Suppose you have been given the task of discovering groups, or clusters, that share certain characteristics within a dataset. There are various unsupervised machine learning algorithms that can be used to do this.

As we’ve seen in past posts, “k-Means Clustering” and “Affinity Propagation” can be used if you have good or easily separable data, respectively. Maybe this time the problem is that none of those two criteria are met. What to do?

The answer is: Mean Shift.

2 Loading the libraries

import numpy as np
import pandas as pd

import matplotlib.pyplot as plt
from sklearn.datasets import make_blobs

from sklearn.cluster import MeanShift, estimate_bandwidth

3 Generating some test data

For the following example, I will generate some sample data.

X, y = make_blobs(n_samples=1000, n_features = 3, centers = [(5,5), (3,3), (1,1)], cluster_std = 0.30)
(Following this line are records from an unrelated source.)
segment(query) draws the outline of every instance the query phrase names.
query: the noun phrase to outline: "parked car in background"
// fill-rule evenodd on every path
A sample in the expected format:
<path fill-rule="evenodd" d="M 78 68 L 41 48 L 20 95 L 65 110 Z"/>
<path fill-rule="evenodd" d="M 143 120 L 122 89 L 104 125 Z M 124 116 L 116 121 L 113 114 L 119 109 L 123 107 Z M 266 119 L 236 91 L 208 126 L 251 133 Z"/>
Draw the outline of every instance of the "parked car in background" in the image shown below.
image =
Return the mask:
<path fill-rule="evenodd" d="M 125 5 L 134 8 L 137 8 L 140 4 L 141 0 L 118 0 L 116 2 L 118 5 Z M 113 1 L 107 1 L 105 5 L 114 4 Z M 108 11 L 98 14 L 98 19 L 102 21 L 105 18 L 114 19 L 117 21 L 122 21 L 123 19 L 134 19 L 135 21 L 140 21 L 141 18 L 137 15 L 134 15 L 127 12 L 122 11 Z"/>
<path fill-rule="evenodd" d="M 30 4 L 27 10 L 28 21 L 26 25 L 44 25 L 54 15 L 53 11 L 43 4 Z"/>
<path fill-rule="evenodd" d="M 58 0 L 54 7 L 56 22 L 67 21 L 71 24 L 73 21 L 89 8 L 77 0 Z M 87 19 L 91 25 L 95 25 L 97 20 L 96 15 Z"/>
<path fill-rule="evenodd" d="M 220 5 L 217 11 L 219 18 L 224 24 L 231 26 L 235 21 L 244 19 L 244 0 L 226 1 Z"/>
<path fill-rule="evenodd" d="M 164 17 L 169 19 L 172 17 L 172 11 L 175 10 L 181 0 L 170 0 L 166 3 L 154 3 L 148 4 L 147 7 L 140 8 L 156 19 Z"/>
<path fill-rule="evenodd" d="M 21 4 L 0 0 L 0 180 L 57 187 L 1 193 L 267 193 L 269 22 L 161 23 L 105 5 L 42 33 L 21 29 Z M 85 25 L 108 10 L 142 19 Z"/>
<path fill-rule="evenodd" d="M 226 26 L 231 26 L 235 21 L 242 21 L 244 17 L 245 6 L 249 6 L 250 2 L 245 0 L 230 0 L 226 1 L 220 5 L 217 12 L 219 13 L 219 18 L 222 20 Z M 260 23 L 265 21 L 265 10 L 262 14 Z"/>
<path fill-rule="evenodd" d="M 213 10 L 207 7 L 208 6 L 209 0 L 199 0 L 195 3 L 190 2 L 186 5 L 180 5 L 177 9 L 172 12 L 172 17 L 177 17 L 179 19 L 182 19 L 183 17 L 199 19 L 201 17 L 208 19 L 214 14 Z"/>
plt.scatter(X[:, 0], X[:, 1])
plt.xlabel("Feature 1")
plt.ylabel("Feature 2")
plt.show()

4 Introducing Mean Shift Clustering

In a nutshell: Mean Shift looks at the “mode” of the density, and where it is highest, and will iteratively shift points in the plot towards the closest mode – resulting in a number of clusters, and the ability to assign a sample to a cluster, after fitting is complete.

In this way, Mean Shift can still recognize clusters, even if they are not properly separated.

k-Means vs Mean Shift

Mean Shift looks very similar to k-Means, they both move the point closer to the cluster centroids. One may wonder: How is this different from k-Means? k-Means is faster in terms of runtime complexity!

The key difference is that Mean Shift does not require the user to specify the number of clusters (k). In some cases, it is not straightforward to guess the right number of clusters to use. In k-Means, the output may end up having too few clusters or too many clusters. This can lead to a skewed result. At the cost of larger time complexity, Mean Shift determines the number of clusters suitable to the dataset provided.

Another commonly cited difference is that k-Means can only learn circle or ellipsoidal clusters. The reason that Mean Shift can learn arbitrary shapes is because the features are mapped to another higher dimensional feature space through the kernel.

5 Mean Shift with scikit-learn

Let’s now take a look at how to implement Mean Shift with scikit-learn.

First of all we define bandwidth:

bandwidth = estimate_bandwidth(X, quantile=0.2, n_samples=500)

and fit the algorithm to our data:

# Fit Mean Shift with Scikit
meanshift = MeanShift(bandwidth=bandwidth)
meanshift.fit(X)
labels = meanshift.labels_
labels_unique = np.unique(labels)
n_clusters_ = len(labels_unique)

print('Estimated number of clusters: ' + str(n_clusters_))

Now let’s do some predictions and have a look at the result

# Predict the cluster for all the samples
y_pred  = meanshift.predict(X)
plt.scatter(X[:, 0], X[:, 1], c=y_pred, cmap="viridis")
plt.xlabel("Feature 1")
plt.ylabel("Feature 2")

Looks good :)

6 Conclusion

In this post I showed that Mean Shift is a simple and versatile cluster algorithm that finds applications in general data clustering as well as in image processing and object tracking. It has similarities with k-Means but there are differences. Mean Shift is essentially iterations of weighted average of the datapoints.